Anche se sono cresciuto in un posto in cui appartenenze, gang e scontri sono all’ordine del giorno fin da bambino io sono stato un tipo molto solitario. Fino ai sedici anni non ho avuto amici: ho cominciato ad averne solo quando ho preso a frequentare zone più centrali di Milano. Nel posto in cui sono cresciuto – e ho abitato fino ai ventidue anni – il mio aspetto dava nell’occhio: nei cortili di Rozzano sono spesso stato preso di mira. E non c’era bisogno di look vistosi: ho imparato che già il mio modo di muovermi, di camminare, attivava le pulsioni omofobiche dei ragazzini di Rozzano. La dimensione del gruppo l’ho vissuta soprattutto all’interno di questa tensione: io ero quello da solo che cambiava strada sperando di schivare insulti, sputi e manate.

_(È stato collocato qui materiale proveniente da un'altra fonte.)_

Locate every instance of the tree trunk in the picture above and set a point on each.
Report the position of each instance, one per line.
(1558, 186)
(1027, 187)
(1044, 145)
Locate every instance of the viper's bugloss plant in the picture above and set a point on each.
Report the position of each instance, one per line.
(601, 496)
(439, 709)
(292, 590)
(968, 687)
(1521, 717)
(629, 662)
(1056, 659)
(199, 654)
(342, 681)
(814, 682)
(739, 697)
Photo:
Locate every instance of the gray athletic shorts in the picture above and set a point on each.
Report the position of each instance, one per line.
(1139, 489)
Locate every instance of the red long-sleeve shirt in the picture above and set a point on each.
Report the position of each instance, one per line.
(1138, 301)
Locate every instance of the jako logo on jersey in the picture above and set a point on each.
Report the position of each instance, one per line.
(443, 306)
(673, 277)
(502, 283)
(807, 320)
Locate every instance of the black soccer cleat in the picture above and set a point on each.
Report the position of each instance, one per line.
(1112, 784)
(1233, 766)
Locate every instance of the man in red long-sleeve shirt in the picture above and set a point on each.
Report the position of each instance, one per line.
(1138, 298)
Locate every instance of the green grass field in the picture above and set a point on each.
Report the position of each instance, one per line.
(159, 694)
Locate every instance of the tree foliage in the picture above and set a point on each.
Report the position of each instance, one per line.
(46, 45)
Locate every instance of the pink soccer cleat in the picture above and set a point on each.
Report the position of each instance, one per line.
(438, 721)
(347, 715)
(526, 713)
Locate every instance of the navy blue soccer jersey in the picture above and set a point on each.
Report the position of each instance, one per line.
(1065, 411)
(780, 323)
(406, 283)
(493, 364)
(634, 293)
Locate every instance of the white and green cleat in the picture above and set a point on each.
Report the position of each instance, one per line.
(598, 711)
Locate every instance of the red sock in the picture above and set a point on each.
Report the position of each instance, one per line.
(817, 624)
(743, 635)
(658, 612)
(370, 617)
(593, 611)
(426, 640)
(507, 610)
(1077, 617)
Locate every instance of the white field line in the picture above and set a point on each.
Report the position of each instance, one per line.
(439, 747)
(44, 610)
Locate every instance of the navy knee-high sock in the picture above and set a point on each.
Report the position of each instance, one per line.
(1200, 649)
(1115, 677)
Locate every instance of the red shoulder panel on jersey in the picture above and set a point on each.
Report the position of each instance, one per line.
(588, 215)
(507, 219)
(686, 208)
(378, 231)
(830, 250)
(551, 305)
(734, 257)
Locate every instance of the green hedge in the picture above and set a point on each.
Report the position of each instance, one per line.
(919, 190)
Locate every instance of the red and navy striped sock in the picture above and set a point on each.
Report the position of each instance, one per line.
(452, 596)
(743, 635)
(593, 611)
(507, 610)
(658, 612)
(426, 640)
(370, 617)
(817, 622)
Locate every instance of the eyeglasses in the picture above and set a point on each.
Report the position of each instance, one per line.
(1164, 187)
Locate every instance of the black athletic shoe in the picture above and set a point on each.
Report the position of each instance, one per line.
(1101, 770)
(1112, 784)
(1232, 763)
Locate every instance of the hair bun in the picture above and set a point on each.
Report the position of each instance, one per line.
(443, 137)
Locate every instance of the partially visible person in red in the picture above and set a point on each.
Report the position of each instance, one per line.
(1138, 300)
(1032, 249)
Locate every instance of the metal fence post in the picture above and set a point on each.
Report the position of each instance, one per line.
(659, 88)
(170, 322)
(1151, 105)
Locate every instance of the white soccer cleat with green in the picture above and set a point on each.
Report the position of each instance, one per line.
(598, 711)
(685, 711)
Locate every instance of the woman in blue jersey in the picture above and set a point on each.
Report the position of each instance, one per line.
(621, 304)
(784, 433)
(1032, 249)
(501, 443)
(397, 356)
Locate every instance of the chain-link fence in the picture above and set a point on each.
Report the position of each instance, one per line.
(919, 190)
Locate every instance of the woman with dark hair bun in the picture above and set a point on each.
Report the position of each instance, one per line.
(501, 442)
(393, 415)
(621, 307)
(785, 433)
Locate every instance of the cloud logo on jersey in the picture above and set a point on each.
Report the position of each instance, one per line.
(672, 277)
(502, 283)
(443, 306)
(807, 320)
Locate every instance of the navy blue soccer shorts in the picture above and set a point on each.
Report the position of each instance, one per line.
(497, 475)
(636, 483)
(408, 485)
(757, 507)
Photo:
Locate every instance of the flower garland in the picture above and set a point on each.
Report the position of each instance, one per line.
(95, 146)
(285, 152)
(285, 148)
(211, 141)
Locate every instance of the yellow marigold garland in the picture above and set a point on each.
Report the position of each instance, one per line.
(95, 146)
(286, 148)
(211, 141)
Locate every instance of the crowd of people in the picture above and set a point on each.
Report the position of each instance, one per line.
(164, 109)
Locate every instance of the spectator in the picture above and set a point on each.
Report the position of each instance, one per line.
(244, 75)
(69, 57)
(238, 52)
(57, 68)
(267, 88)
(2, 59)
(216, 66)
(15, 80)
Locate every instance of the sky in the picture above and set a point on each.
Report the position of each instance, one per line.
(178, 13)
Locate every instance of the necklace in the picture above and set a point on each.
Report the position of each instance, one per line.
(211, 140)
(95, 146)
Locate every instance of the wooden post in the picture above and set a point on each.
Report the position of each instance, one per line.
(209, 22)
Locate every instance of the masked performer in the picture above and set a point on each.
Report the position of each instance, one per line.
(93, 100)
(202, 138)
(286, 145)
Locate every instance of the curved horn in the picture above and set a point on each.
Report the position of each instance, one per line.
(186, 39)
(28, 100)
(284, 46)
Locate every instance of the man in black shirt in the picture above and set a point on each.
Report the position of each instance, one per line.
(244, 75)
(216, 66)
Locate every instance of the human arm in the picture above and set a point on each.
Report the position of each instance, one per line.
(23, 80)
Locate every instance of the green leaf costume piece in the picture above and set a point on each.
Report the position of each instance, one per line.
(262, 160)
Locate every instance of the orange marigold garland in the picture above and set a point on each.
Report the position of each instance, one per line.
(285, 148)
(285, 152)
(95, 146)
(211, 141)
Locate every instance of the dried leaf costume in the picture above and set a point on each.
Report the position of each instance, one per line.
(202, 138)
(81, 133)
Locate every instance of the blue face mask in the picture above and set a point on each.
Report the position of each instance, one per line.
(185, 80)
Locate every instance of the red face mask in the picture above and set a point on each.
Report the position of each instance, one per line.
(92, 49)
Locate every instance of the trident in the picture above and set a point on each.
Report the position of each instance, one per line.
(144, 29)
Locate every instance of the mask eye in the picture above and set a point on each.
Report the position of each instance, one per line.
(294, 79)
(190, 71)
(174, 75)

La disuguaglianza genera odio, questa è la storia dell’uomo. Forse recentemente abbiamo iniziato a capire che la diversità può anche portare valore: qual è l’esempio più virtuoso dei nostri tempi?

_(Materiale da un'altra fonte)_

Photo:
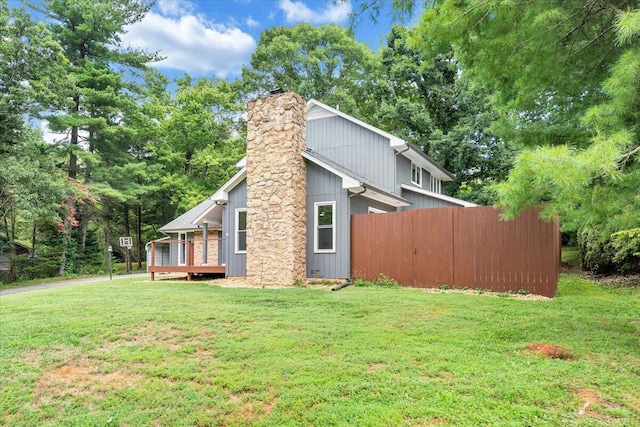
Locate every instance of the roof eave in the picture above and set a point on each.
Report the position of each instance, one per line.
(439, 196)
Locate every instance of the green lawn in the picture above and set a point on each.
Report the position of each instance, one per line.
(136, 353)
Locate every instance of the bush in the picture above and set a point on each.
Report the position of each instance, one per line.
(626, 244)
(596, 251)
(381, 281)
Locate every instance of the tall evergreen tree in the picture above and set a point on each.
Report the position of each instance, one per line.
(89, 32)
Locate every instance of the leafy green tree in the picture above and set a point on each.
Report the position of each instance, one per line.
(427, 100)
(563, 78)
(203, 139)
(100, 69)
(321, 62)
(33, 191)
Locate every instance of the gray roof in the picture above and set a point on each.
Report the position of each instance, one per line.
(185, 221)
(348, 172)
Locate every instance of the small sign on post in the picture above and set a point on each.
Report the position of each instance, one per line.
(126, 242)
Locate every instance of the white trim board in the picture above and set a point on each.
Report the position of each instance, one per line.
(439, 196)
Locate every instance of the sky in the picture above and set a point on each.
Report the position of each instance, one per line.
(216, 37)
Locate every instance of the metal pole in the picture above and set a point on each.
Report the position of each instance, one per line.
(110, 250)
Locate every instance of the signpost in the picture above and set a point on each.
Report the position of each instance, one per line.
(126, 242)
(110, 250)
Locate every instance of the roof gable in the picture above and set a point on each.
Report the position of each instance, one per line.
(316, 110)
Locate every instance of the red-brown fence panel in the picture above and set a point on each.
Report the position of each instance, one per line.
(459, 247)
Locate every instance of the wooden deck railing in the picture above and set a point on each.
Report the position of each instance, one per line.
(189, 265)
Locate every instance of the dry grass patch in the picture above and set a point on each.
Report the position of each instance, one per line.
(551, 351)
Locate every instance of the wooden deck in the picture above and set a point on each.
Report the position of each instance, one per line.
(188, 267)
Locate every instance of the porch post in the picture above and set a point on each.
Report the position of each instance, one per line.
(205, 242)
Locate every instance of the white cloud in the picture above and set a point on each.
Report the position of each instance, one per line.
(175, 7)
(51, 137)
(298, 11)
(191, 43)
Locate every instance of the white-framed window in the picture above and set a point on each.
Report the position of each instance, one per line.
(324, 227)
(416, 174)
(375, 210)
(182, 248)
(436, 185)
(241, 231)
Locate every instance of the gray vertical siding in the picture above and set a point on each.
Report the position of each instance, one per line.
(323, 186)
(236, 263)
(360, 204)
(358, 149)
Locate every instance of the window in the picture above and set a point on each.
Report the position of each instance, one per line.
(325, 229)
(241, 231)
(416, 174)
(436, 185)
(182, 248)
(375, 210)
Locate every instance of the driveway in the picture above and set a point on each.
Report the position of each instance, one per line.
(70, 282)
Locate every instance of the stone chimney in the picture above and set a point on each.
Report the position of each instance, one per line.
(276, 190)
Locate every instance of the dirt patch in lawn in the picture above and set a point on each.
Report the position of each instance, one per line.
(551, 351)
(588, 398)
(80, 378)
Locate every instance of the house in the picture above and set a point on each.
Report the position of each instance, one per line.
(286, 213)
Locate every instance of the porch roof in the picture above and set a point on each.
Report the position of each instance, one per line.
(193, 218)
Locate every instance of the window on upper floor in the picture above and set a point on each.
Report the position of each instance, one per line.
(416, 174)
(436, 185)
(241, 231)
(325, 227)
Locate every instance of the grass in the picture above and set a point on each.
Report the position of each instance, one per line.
(186, 354)
(118, 269)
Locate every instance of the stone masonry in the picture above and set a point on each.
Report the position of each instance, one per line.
(276, 190)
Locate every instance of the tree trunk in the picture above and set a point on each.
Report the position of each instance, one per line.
(127, 230)
(73, 143)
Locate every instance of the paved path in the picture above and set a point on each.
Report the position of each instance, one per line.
(68, 283)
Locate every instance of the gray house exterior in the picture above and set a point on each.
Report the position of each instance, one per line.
(351, 167)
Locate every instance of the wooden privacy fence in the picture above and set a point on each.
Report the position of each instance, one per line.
(458, 247)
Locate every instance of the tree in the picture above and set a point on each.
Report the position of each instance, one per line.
(203, 139)
(33, 190)
(565, 78)
(321, 62)
(31, 66)
(89, 32)
(428, 101)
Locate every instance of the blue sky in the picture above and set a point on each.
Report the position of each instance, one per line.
(216, 37)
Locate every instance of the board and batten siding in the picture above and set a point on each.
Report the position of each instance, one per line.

Di nomi se ne potrebbero fare tanti, ma io non amo molto il riferimento a esempi e modelli. Ho un’indole instabile e facile alla noia: più che trattenere ciò che è già stato preferisco restare esposto a ciò che sarà, guardare al tempo a venire sperando di essere colpito da altre, nuove vite notevoli, che rimettano in discussione ciò che c’era parso di capire finora. Rivendico un approccio antitradizionale, anche quando si parla di progressismo. D’altronde tutti i cambiamenti quando si stabilizzano tendono a creare problemi: lo stiamo vedendo con l’attivismo digitale e il modo con cui il dibattito mainstream recepisce e monetizza i temi legati alle minoranze. Dall’emancipazione, dal movimento di liberazione necessaria, si finisce per dare vita a nuove rigidità, a contrapposizioni bidimensionali che pretendono di appiattire l’ambivalenza della vita con visioni e formule univoche e intransigenti. Credo questo sia un momento in cui andare alla ricerca invece di ciò che spariglia le carte, di riconoscere il caos su cui tutti siamo sospesi, specie all’interno di noi stessi. Mi interessano più le soglie che i recinti.Jonathan Bazzi con gli attori di Romeo e Giulietta di Mario Martone
Gli adolescenti sono incompresi per definizione. Com’è possibile che ci dimentichiamo quello che siamo stati?
Secondo me non è che ce ne dimentichiamo: copriamo le nostre parti più vulnerabili via via con una serie di strutture difensive. C’è qualcosa di sacro per me nell’infanzia, e anche nell’adolescenza: sono fasi della vita che io sento ancora molto vicine. Mi sento affine alla loro mutevolezza, al senso di entusiastico disorientamento tipico degli adolescenti. Crescendo invece ci viene detto che dobbiamo raddrizzarsi, strutturarci, diventare una cosa sola: per un po’ ci ho creduto, e ne ho sofferto. Perché per natura io sono proprio all’opposto. Oggi rivendico la mia supposta immaturità: il copione dell’età adulta lo rimando al mittente. Ho capito che si può vivere in molti più modi rispetto a quelli che i condizionamenti esterni ci dicono. La negazione dell’adolescente che siamo stati credo passi anche da qui: dal tentativo spasmodico, e spesso violento, snaturante, di interpretare il ruolo dell’adulto che ci proiettano addosso.